Из окна гостиницы вижу, как по огромному песчаному пустырю мелкими шажками не ходит — бегает коренастый старик с белой апостольской бородкой, приседает, чертит что-то на песке пальцем и бежит дальше. Его сопровождают двое — тощий парень на длинных ногах и пухленькая девушка, которой, кажется, всегда жарко: у нее расстегнут ватник и платок откинут с головы на спину. Я уже знаю, что это — садовник Степан Маркович Майков и его бригадиры. На улицах города я часто встречал их, всегда занятых, спешащих и деловитых; здороваясь, они каждый раз стыдливо прятали свои руки, выпачканные в нездешнем — привозном — черноземе, но было как-то особенно приятно пожимать эти руки, стараниями которых вдоль улиц — еще не достроенных — вытянулись ряды деревьев, заслоняющих от глаз безотрадный вид песчаных кучегуров.

С Майковым меня познакомил преподаватель физики из института гидромеханики Виталий Иванович Малыгин, считавший себя «старожилом» этого полуторагодовалого города. В дождь, в холод, под пронизывающим ветром он бродил со мной в добровольной роли проводника по всей стройке. Невысокий, подвижный, с благодушной полнотой во всем теле, он шагал, мужественно подставляя дождю и ветру свое длинное одутловатое лицо с маленьким носиком, и рассказывал обо всем вдохновенно и длинно. Слова совершенно свободно исходили из его круглого, аккуратного рта, он ни разу не споткнулся, подыскивая нужное слово, точно читал по писанному. Манерой говорить так непринужденно и книжно отличаются обычно люди очень знающие, начитанные, но не глубокие. Таким, в сущности, и был Виталий Иванович Малыгин.

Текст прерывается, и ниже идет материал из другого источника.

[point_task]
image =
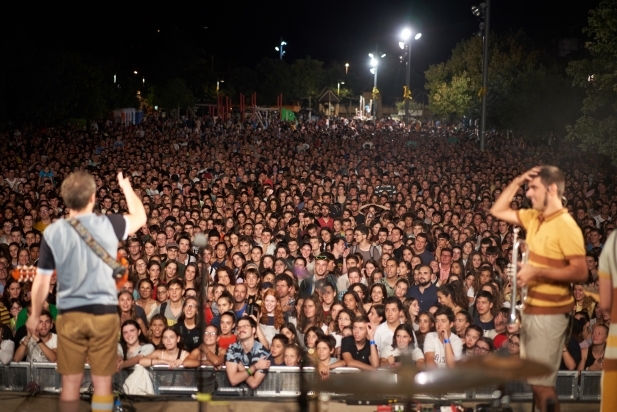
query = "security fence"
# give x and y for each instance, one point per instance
(279, 382)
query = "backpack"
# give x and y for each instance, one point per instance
(371, 251)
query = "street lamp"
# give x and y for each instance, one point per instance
(483, 11)
(406, 44)
(374, 62)
(280, 49)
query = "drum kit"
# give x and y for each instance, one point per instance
(409, 382)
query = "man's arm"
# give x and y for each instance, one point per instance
(21, 351)
(48, 352)
(606, 293)
(235, 374)
(501, 209)
(40, 291)
(137, 214)
(576, 271)
(429, 359)
(6, 354)
(352, 363)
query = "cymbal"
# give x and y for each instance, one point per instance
(505, 367)
(408, 380)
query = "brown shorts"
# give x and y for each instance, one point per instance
(84, 337)
(542, 339)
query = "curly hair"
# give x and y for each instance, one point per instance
(317, 320)
(279, 320)
(456, 291)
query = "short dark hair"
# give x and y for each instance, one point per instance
(444, 310)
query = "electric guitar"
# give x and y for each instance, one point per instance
(27, 273)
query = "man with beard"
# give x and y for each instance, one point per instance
(425, 291)
(556, 258)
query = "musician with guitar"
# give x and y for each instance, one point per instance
(556, 258)
(80, 249)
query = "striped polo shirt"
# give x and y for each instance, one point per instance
(607, 269)
(552, 241)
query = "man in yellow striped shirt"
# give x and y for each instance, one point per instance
(607, 272)
(556, 258)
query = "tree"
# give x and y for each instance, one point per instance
(175, 93)
(596, 129)
(510, 57)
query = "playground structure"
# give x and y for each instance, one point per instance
(224, 109)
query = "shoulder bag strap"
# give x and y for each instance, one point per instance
(99, 250)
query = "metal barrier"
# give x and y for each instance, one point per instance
(280, 382)
(15, 377)
(591, 386)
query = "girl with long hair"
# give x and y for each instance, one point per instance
(170, 272)
(211, 353)
(453, 296)
(192, 279)
(402, 345)
(172, 354)
(271, 319)
(377, 294)
(133, 343)
(188, 324)
(412, 311)
(352, 301)
(158, 323)
(145, 301)
(312, 315)
(126, 310)
(426, 324)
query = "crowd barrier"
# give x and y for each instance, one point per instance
(280, 382)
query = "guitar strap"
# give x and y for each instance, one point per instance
(118, 269)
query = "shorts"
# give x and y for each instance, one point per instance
(542, 339)
(84, 337)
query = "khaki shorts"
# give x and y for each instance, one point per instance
(542, 339)
(84, 337)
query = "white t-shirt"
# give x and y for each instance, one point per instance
(416, 353)
(383, 337)
(35, 353)
(433, 344)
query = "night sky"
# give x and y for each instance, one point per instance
(241, 32)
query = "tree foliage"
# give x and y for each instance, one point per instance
(596, 129)
(528, 91)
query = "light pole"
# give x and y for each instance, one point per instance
(281, 49)
(406, 45)
(483, 11)
(374, 62)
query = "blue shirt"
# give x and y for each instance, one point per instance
(426, 299)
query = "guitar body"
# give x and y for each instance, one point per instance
(24, 274)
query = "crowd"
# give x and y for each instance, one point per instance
(332, 244)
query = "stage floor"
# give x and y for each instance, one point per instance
(19, 402)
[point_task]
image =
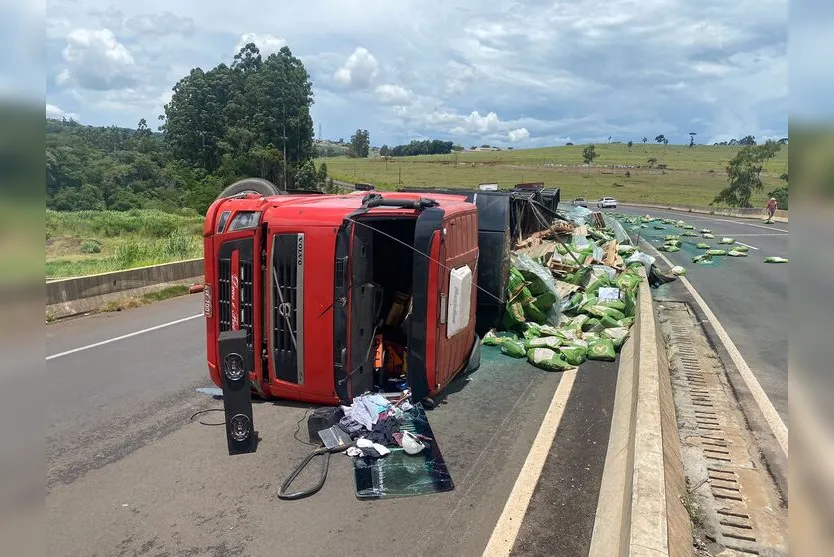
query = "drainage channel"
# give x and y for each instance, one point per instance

Знакомя меня с Майковым на огромном пустыре перед столовой, где шла планировка площадки под новый парк, он весело воскликнул:

— Представьте, этот оригинал пришел на стройку пешком за две сотни километров!

— Почему же пешком-то? — спросил я Майкова.

В кротких глазах старика на миг сверкнул какой-то бесоватый огонек, и, заговорщически нагнувшись ко мне, он сказал:

— Удача у меня такая.

— Удача по-украински натура, характер, — подсказал мне Малыгин. — Так, Степан Маркович?

— Мабуть, и так, я не спорю.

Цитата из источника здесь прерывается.